No presente estudo, após exposição a DSH pré-natal, a expressão de AT1 tanto no mRNA quanto na proteína foi significativamente aumentada no rim fetal e nos descendentes, exceto a sua proteína aos 90 dias de idade, e a expressão de AT2 foi significativamente aumentada no rim fetal, embora tais alterações tenham desaparecido nos descendentes. No entanto, o AT1:AT2 mRNA e a razão de expressão da proteína nos rins da descendência foi significativamente aumentada. Um aumento absoluto ou relativo de AT1 pode contribuir para o crescimento celular e apoptose (Fitzsimons 1998, Mao et al. 2009) no rim. O presente estudo demonstrou que a AT1/AT2 renal pode ser significativamente alterada no rim por HSDs pré-natais. Além disso, observamos que a expressão da AT2 renal fetal alterada assim como da proteína AT1 aos 90 dias poderia desaparecer na prole, indicando novamente que algumas alterações fetais no útero por influência ambiental poderiam ser revertidas após o nascimento, e diferentes rins pós-natais respondendo a ambientes diferenciais podem ser explicações. A significância deste achado é que ele fornece informações significativas para a prevenção precoce de doenças em adultos de origem fetal.

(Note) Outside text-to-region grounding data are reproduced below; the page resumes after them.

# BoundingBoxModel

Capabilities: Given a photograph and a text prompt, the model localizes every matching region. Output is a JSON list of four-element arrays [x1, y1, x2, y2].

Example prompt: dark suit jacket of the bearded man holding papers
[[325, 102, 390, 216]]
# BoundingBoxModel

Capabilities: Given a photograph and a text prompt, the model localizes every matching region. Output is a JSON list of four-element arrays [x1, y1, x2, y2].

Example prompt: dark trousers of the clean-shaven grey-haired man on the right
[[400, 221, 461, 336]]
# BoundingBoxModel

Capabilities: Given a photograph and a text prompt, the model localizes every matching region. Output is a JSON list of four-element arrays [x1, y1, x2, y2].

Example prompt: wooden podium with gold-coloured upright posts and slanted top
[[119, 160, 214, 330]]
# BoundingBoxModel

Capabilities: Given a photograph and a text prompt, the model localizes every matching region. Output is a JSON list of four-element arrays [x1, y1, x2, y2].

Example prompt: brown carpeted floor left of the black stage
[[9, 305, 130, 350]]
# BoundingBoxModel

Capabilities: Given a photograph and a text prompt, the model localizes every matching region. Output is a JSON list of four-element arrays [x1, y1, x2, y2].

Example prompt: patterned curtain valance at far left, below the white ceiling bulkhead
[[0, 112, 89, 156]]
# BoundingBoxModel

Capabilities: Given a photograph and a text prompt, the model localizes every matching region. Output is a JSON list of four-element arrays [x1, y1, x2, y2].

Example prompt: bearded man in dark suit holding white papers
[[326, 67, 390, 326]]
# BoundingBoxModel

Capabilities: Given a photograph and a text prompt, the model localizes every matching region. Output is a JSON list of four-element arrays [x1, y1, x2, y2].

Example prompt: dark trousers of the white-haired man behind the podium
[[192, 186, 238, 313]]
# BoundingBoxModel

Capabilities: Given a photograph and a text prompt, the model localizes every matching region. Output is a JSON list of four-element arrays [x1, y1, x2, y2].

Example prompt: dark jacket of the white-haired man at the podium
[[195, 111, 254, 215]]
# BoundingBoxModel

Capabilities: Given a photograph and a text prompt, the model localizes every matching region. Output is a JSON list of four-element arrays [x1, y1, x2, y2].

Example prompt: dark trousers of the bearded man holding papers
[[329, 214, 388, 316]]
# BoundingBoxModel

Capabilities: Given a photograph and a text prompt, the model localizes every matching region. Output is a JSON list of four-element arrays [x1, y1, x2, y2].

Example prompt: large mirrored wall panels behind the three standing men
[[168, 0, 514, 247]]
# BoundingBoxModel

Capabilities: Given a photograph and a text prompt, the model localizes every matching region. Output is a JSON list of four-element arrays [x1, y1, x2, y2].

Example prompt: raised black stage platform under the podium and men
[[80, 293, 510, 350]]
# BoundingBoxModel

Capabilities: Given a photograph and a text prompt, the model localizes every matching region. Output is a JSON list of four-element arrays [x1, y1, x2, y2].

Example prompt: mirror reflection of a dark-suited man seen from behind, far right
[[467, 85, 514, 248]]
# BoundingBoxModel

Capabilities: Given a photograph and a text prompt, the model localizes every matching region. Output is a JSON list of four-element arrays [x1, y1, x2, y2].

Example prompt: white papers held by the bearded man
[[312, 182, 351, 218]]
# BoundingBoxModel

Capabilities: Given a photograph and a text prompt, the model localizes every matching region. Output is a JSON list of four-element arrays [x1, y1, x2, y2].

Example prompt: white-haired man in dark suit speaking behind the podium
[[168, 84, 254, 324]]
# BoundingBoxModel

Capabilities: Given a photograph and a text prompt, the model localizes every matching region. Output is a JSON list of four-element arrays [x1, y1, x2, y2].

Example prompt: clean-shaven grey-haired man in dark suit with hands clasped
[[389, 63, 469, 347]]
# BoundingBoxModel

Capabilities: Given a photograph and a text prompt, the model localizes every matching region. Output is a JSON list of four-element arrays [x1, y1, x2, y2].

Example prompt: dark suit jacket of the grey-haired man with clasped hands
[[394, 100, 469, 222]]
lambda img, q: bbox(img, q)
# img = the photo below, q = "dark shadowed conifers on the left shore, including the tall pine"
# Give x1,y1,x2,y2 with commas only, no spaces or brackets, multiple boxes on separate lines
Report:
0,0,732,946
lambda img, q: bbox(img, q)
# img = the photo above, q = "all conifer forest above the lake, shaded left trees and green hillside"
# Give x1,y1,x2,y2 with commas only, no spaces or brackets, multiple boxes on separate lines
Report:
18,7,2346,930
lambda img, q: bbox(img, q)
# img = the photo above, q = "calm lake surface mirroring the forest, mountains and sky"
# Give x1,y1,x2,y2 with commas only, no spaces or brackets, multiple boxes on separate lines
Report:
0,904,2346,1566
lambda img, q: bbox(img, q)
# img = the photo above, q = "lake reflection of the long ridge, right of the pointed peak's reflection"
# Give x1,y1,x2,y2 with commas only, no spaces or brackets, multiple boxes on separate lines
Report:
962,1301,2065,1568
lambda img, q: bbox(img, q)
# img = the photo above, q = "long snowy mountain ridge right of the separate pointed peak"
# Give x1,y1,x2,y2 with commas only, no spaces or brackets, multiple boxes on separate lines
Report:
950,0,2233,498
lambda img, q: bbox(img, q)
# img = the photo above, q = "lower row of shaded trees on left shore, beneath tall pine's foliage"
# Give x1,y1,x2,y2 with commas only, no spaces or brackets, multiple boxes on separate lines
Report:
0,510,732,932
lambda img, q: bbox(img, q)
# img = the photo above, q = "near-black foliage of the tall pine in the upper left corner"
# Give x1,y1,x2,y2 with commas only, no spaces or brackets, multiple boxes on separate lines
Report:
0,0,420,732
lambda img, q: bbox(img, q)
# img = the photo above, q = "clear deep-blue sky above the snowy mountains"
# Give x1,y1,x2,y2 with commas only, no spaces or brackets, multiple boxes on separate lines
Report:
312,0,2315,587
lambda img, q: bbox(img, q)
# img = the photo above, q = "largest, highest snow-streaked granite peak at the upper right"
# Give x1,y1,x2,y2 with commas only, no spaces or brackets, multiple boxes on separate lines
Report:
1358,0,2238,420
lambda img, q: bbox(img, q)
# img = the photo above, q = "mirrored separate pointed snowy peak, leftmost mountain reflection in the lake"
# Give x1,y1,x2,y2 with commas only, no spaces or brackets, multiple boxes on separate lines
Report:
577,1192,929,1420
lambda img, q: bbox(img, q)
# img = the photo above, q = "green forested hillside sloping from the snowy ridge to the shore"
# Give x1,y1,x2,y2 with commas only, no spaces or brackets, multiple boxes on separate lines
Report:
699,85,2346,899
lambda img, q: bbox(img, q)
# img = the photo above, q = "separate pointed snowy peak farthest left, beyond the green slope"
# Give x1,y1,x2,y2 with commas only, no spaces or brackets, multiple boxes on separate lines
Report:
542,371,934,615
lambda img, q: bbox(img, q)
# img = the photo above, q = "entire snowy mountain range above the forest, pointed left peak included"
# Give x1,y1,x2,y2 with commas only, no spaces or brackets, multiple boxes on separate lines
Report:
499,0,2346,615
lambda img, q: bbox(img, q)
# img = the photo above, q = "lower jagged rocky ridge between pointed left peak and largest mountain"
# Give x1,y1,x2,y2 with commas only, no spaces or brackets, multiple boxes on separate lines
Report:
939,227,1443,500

Outras vezes, o crescimento e a ramificação do botão ureterino poderiam ser aumentados por Ang II através da estimulação dos receptores AT1/AT2, indicando os papéis do RAS na regulação do desenvolvimento renal (Esther et al. 1996, Guron et al. 1999, Guron & Friberg 2000). O retardo no crescimento dos rins em desenvolvimento durante a gestação induzido pelos antagonistas do receptor AT1 foi associado a um aumento da expressão do receptor de angiotensina (Kriegsmann et al. 2000), sugerindo que o crescimento dos rins fetais também foi regulado pelo receptor AT1. É razoável considerar que Ang II pode agir como um parceiro de sinalização de crescimento ou independentemente na regulação do desenvolvimento renal, assim como influenciar as funções renais. Se a redução do peso do rim/corpo do feto após a DSH foi relacionada à expressão alterada dos elementos chave do RAS renal local e seus receptores vale a pena mais investigações.
Em conclusão, o presente estudo demonstrou que as DSH durante a gravidez poderiam afetar a excreção de urina fetal via sinalização de ADH e funções renais fetais, em associação com mudanças significativas na expressão de mRNA e proteína em vários componentes chave do RAS renal local e seus receptores. Os achados fornecem informações sobre mudanças fisiopatológicas sutis no rim devido à exposição crônica a DHS durante a gestação. Novas investigações sobre alvos moleculares responsáveis pelas alterações observadas podem levar a novas abordagens na prevenção e tratamento precoce de doenças renais e cardiovasculares em origem fetal.